Experts: Strategic partnership to bolster maritime, economic security amid China’s expansion

Maritime experts are pushing for the enhancement of maritime and economic security for the country through stronger partnerships with like-minded states to navigate rising tensions caused by China in the West Philippine Sea.

Such strategy was discussed during a forum led by international think tank Stratbase ADR Institute in partnership with the Embassy of Australia in the Philippines titled “Forging Bonds: Exploring the Nexus Between Maritime Security and Economic Security" in Makati City on Thursday.

Acting Deputy Ambassador Johanna Stratton of the Embassy of Australia in the Philippines opened the discussion by emphasizing the “unprecedented” maritime cooperation between Manila and Canberra. 

She also stressed the need for alliances to ensure “a stable and secure Indo-Pacific region, where our maritime and marine environments are protected.”

 “Australia is deeply concerned when countries pursue claims or engage in activities that are inconsistent with international law, when they undertake activities that are provocative and destabilizing, when they don’t respect the freedoms and rights of others, and when they advance their claims by intimidation or coercion,” Stratton said. 

Stratbase President Dindo Manhit, for his part, said bolstering cooperation with partners like Australia is a strategic move. 

“We, at Stratbase ADRi, believe that enhanced cooperation with like-minded states is key to the Philippines achieving both maritime and economic security, and ultimately, promoting a free and open Indo-Pacific,” Manhit said. 

“Amidst geopolitical and geoeconomic challenges, such partnerships are strategically necessary to foster regional stability and prosperity,” he added.
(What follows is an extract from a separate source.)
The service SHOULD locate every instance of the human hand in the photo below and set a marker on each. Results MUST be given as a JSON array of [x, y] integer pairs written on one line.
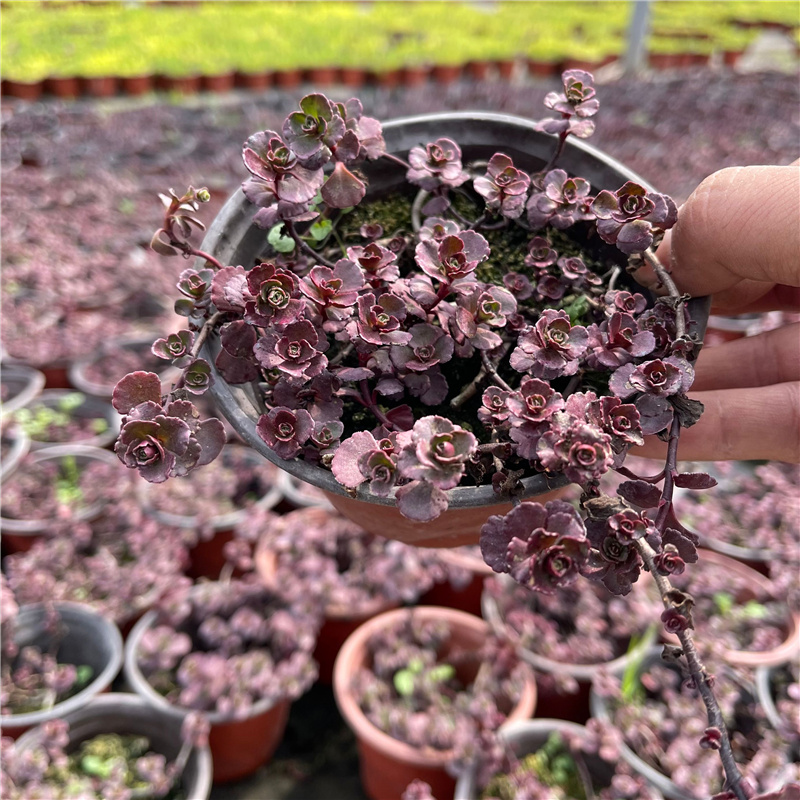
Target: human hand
[[738, 239]]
 International studies professor Renato de Castro, trustee and program convenor of Stratbase, said China's increased incursions in the West Philippine Sea should be seen not merely as a territorial dispute, but as a case of "a maritime power bent on expansion." 

Archipelagic Defense Concept

De Castro said the Marcos administration’s Comprehensive Archipelagic Defense Concept (CADC), aimed at beefing up the Armed Forces of the Philippines’ capabilities in countering China’s maritime expansion, faces technical and financial constraints, thus the need for allies. 

“The U.S. and Australia stand out as the most capable and willing security partners in assisting the Philippines in developing its capabilities to transform the CADC into a viable defense strategy,” De Castro said, noting that both countries are major naval powers in the Indo-Pacific region. 

To leverage the Philippines’ treaty alliance with the US and its security partnership with Australia, De Castro said the country should push for a “Trilateral Australia-Philippines-United States (APUSA) Security Partnership that can advise, assist, and equip the Philippines in developing the necessary technical and material capabilities to implement its CADC.” 

He also suggests boosting the Australia-Philippines-U.S. trilateral military exercises, inviting Australian troops to Enhanced Defense Cooperation Agreement (EDCA) sites, and engaging the two countries in security dialogues.

Meanwhile, retired Rear Admiral Rommel Jude Ong floated the need to go beyond “ceremonial patrols every three months,” advocating for continuous 24/7 patrols instead.

 For DLSU biology professor Ma. Carmen Ablan-Lagman, scientific collaboration can serve as a diplomatic tool to foster peaceful relations, build confidence, and promote mutual understanding even in times of conflict. 

“As tensions in the West Philippine Sea escalate, collectively addressing issues such as managing fish stocks, reducing loss of biodiversity, preventing marine pollution, and extending humanitarian assistance in response to disasters without prejudice over territorial claims may be needed to build trust among participating agencies,” Ablan-Lagman said. 

She said the Philippines must expand its presence in the region not only through joint patrols and military exercises but also through initiatives focusing on sustainable fisheries, maritime transport, renewable energy, tourism, and waste management – given the global call to promote blue economy and keep the oceans healthy. 

Growing distrust in China 

China’s increased aggression in the region has led to a staggering 91% distrust rating among Filipinos, based on the results of a nationwide survey conducted by OCTA Research involving 1,200 respondents in March. OCTA Research President Ranjit Rye presented the survey results in the same forum. 

Majority, or 76 percent of Filipinos see China “as the country posing the greatest threat to the Philippines,” Rye added, while 61 percent support the Marcos administration’s response to the dispute with China. 

Despite this, most Filipinos seek further government action, with 73 percent preferring assertive measures such as expanded naval patrols and troop presence in the West Philippine Sea over diplomacy and other peaceful methods (72 percent). 

Moreover, 68 percent of respondents want to strengthen the Philippine military's capability to protect the country's territories.